An essay.

I mentioned in my last post that I, well, The Bear and I, know of someone who regularly sends fairly weighty essay-legnth-text messages.

Now I will warn you, I’m only including this particular text because of the awesomosity of it’s length. It’s not funny, well not intentionally, and it doesn’t really have much of a point to it…
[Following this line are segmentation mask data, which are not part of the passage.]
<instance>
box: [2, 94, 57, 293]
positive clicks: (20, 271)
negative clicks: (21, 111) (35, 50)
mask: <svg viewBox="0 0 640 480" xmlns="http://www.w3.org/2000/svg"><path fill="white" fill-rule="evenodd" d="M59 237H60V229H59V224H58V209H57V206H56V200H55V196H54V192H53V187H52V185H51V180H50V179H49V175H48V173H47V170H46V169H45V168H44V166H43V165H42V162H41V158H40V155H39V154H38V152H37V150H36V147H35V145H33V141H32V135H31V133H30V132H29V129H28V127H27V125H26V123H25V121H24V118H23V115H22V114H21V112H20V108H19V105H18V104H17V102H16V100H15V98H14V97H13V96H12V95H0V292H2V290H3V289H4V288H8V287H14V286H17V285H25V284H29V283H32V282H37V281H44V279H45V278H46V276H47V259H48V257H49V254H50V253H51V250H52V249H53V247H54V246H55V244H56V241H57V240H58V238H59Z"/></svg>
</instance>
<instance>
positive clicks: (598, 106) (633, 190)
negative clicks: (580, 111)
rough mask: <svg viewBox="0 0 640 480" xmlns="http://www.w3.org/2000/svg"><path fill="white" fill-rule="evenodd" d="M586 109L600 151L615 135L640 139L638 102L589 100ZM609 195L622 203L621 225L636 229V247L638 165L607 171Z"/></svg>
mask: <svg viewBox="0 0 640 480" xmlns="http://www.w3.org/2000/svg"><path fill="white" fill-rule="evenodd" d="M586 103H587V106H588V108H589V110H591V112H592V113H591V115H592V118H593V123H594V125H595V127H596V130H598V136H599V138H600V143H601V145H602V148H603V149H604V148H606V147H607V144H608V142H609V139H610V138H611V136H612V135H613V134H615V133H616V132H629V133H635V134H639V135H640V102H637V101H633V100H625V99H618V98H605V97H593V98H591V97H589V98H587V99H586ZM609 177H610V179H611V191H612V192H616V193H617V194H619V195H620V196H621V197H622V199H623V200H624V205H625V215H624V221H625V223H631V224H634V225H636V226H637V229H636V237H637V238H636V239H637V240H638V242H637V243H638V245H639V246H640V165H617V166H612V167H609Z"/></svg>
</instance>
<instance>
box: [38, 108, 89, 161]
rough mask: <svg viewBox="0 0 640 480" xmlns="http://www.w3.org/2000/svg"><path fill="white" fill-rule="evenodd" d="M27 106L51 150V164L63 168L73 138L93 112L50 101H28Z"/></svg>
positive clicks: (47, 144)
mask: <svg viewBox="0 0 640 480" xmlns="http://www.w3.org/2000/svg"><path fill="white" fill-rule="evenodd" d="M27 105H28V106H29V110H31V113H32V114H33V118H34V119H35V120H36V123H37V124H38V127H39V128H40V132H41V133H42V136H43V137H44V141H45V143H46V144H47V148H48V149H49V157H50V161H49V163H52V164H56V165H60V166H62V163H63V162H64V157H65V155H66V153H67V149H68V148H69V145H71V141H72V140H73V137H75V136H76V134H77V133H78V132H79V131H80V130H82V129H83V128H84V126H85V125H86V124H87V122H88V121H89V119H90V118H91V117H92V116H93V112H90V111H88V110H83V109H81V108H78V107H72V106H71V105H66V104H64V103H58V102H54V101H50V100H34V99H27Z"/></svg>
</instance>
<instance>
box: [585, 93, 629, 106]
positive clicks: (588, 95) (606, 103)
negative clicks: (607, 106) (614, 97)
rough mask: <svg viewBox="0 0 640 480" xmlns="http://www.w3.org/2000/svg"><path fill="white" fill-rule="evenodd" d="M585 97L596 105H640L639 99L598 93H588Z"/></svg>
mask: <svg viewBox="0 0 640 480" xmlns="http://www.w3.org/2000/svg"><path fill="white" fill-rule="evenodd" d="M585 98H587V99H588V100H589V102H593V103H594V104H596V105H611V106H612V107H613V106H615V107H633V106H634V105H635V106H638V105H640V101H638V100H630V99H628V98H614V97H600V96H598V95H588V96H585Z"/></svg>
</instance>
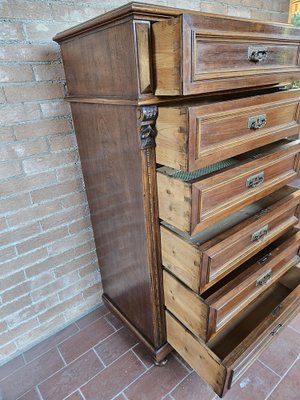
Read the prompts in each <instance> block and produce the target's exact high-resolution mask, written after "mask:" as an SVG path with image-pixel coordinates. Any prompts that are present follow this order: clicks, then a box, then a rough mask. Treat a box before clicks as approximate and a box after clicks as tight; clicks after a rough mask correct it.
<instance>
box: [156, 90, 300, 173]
mask: <svg viewBox="0 0 300 400" xmlns="http://www.w3.org/2000/svg"><path fill="white" fill-rule="evenodd" d="M222 100H226V98H225V99H224V98H222ZM299 100H300V90H289V91H286V92H277V93H272V94H264V95H259V96H253V97H248V98H246V99H243V98H242V99H237V100H227V101H221V102H220V101H219V102H212V103H209V102H208V104H207V101H206V102H203V104H198V105H182V106H176V107H159V110H158V118H157V131H158V135H157V138H156V160H157V163H158V164H162V165H165V166H168V167H171V168H175V169H179V170H184V171H194V170H196V169H199V168H202V167H204V166H206V165H209V164H213V163H216V162H217V161H220V160H224V159H226V158H229V157H232V156H235V155H237V154H241V153H245V152H247V151H249V150H252V149H254V148H257V147H260V146H264V145H266V144H268V143H271V142H275V141H277V140H280V139H283V138H284V137H288V136H291V135H296V134H298V133H299Z"/></svg>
“Alrite bud, thought I’d just see if they’d been any developments on the iPod connection lead thing. And also tell you something really anal. Last weekend whilst in mk some las ran into the back of me (in my car, not bus) I expected the damage to be alot worse than it was. But the bumper held it’s shape after bouncing back. Just grazed to fuck. Lights, boot lid etc are all fine. Exshaust too is fine. She creased the rear bump bar, boot spare wheel well and boot drop are untouched thankfully. It’s having a new upper and lower bumper and bump bar. £700 in total. Obv all through insurance. Her car was pretty mashed. Was a 206, needsnew bonnet and I think one light was fucked. Also front bumper was well out of shape. The woman got out and said after looking at her car: “your car must be well solid” I was like yeah thanks for finding that out for me. I was quite calm though, as it was a wet road, and the traffic stopped pretty quick. Comes down to who was paying more intention and who has bigger brakes! These things happen hey. Oh yeah on a happier note do you know ***** is leaving ******* store, posted too ***********. Think it’s a case of not much say in the matter. And him and ***** far from seeing eye to eye. Talk about dead wood, long over due I say. *** ”

I have no clue as to just how much time that would have taken to type, or indeed how much his phone bill is each month, but I suspect the answer to both is a lot.

*The names have been removed to protect the innocent.